I’m in charge of Root Cause for the W2k8 clusters for our company. About a couple of months ago I was made aware of a problem where on occasions these SQL clusters running W2k8 Enterprise stop responding. When I was made aware of it I was able to run cluster commands from the passive nodes. What I saw were the groups in an online pending or offline pending or failed. I could not manage the cluster unless I terminate the clussvc.exe on the active node that owns the resources. Once I do that, the cluster fails over. I’m unable to determine what is causing the resources to fail in the first place because there’s nothing in the event logs to indicate an issue occurred before the resources had issues beside the fact that the resources failed themselves with event ID .
Log Name: System
Source: Microsoft-Windows-FailoverClustering
Date: 7/30/2013 5:16:19 PM
Event ID: 1069
Task Category: Resource Control Manager
Level: Error
Keywords:
User: SYSTEM
Computer: Servername.
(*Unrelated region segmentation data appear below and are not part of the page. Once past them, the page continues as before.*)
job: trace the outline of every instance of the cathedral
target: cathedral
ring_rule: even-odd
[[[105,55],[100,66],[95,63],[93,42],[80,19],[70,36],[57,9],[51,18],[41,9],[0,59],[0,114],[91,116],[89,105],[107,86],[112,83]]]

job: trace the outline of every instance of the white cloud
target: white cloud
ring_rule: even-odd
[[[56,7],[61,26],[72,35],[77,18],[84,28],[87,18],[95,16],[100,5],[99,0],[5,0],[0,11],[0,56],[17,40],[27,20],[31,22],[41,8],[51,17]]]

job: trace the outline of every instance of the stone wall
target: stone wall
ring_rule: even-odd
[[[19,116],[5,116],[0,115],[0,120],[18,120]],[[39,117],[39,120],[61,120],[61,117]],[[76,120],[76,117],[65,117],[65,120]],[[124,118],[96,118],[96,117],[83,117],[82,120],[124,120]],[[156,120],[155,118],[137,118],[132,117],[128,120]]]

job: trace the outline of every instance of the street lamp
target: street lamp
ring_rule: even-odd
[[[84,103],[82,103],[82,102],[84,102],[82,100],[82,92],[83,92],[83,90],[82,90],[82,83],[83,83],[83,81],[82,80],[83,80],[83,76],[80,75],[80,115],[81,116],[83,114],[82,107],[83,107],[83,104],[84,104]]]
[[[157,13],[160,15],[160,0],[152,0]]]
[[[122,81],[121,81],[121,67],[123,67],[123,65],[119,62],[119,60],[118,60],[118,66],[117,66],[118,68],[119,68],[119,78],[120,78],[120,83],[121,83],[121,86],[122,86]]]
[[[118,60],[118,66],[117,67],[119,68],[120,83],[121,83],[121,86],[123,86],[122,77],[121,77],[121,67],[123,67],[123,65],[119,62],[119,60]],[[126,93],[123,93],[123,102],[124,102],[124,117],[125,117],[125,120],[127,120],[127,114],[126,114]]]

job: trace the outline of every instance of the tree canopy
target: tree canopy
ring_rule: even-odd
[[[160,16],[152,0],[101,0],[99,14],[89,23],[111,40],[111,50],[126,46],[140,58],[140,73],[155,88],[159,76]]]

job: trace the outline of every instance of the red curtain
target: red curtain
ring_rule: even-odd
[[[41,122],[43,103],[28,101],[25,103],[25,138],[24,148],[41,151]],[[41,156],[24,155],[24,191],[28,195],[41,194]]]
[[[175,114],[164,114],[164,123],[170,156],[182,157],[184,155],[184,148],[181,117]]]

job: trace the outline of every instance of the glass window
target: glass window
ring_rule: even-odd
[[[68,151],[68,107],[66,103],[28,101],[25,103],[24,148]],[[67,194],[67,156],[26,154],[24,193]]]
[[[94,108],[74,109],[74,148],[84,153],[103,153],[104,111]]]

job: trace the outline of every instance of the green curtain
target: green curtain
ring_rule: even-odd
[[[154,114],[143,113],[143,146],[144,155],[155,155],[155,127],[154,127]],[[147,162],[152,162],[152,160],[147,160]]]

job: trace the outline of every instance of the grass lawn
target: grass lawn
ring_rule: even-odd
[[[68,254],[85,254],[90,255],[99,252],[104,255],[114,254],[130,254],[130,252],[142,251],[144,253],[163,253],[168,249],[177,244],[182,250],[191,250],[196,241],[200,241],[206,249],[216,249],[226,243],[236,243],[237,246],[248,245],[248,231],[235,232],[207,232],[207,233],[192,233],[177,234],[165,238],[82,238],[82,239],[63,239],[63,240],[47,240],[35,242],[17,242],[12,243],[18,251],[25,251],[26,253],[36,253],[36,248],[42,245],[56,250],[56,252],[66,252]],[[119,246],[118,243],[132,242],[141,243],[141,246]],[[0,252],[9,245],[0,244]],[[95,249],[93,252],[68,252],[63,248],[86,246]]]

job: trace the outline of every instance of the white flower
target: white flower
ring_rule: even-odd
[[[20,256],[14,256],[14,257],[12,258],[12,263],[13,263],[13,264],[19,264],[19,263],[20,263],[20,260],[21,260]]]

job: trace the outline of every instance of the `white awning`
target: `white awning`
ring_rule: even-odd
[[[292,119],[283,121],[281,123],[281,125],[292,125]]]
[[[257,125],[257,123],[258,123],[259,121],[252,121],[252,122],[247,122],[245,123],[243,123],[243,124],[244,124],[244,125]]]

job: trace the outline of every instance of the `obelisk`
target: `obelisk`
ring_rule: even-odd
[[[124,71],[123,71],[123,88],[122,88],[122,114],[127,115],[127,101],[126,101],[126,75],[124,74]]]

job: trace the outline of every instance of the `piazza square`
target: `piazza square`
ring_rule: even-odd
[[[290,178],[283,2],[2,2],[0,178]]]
Domain.name.Net
Description:
Cluster resource 'SQL Server (xxxxxx)' in clustered service or application 'SQLGroupxxxxx' failed.
After this happen the cluster becomes a zombie until I can kill clussvc.exe and make it failover.
I’ve opened a case with Microsoft. Complete crash dumps have been enabled with notmyfaul but we have been unsuccessful with any root cause regarding any dump analysis. It is now in the hands of Microsoft, level 3.
-SluggoMagoo-